O pouco movimento possível deixou o bruta monte com os olhos cheio d’água. Sentar que jeito? Quadril duro travado levando a bunda pra trás. Levantou uma perna, a Ordália enfiou a calça, levantou a outra e ela tornou enfiar. Ela mesma subiu a calça dele até na cintura, abotoou a braguilha, calçou a conga e ele saiu andando como um chimpanzé. Pegou um táxi e foi pra casa, deixando a lambreta lá no estacionamento do Hospital Santa Luiza, que ficava em frente ao prédio, onde ele sempre deixava, nas noites das viagens do Dr Werner. Foi o seu Miltão, massagista do Atlético que o esticou de novo, a pedido do Tarzã. Era só grito quando o preto puxava um braço, ou uma perna. O torcicolo foi o mais demorado. Sergiomar andou olhando pro lado direito, com um papo do lado esquerdo do pescoço por uns 15 dias, bebendo Melhoral para suportar a dor.

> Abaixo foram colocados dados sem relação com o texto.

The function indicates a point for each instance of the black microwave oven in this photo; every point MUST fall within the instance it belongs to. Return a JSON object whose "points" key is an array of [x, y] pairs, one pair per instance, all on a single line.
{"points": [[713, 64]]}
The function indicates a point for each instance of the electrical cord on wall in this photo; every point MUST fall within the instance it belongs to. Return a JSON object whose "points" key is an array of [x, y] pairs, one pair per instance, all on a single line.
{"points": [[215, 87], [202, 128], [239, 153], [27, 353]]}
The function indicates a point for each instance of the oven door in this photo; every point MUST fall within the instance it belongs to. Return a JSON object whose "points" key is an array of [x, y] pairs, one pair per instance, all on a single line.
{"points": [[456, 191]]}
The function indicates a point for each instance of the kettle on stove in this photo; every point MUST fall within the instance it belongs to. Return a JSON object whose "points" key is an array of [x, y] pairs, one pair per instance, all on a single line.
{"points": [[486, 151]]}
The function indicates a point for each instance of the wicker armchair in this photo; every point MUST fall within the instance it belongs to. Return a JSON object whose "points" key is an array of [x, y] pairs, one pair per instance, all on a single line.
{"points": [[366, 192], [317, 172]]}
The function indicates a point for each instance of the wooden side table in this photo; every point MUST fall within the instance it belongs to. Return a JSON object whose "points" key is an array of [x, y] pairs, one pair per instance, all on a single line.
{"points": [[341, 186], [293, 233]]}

Quando já estava andando normal e pilotando a lambreta outra vez, tinha chegado às férias de novembro e Ordália foi embora com o Alemão. O povo falou que foi pra São Paulo, mas ninguém soube ao certo. Certo mesmo é que quando ela o chamou lá do muro pra se despedir, ele ficou caladinho dentro de casa fingindo nada ouvir. A voz da moça já lhe provocava dor pelo corpo todo. Pelo menos o Alemão foi embora sem saber de nada. Depois disso nunca mais o Sergiomar se meteu com mulher casada e parou de tomar as namoradas dos solteiros.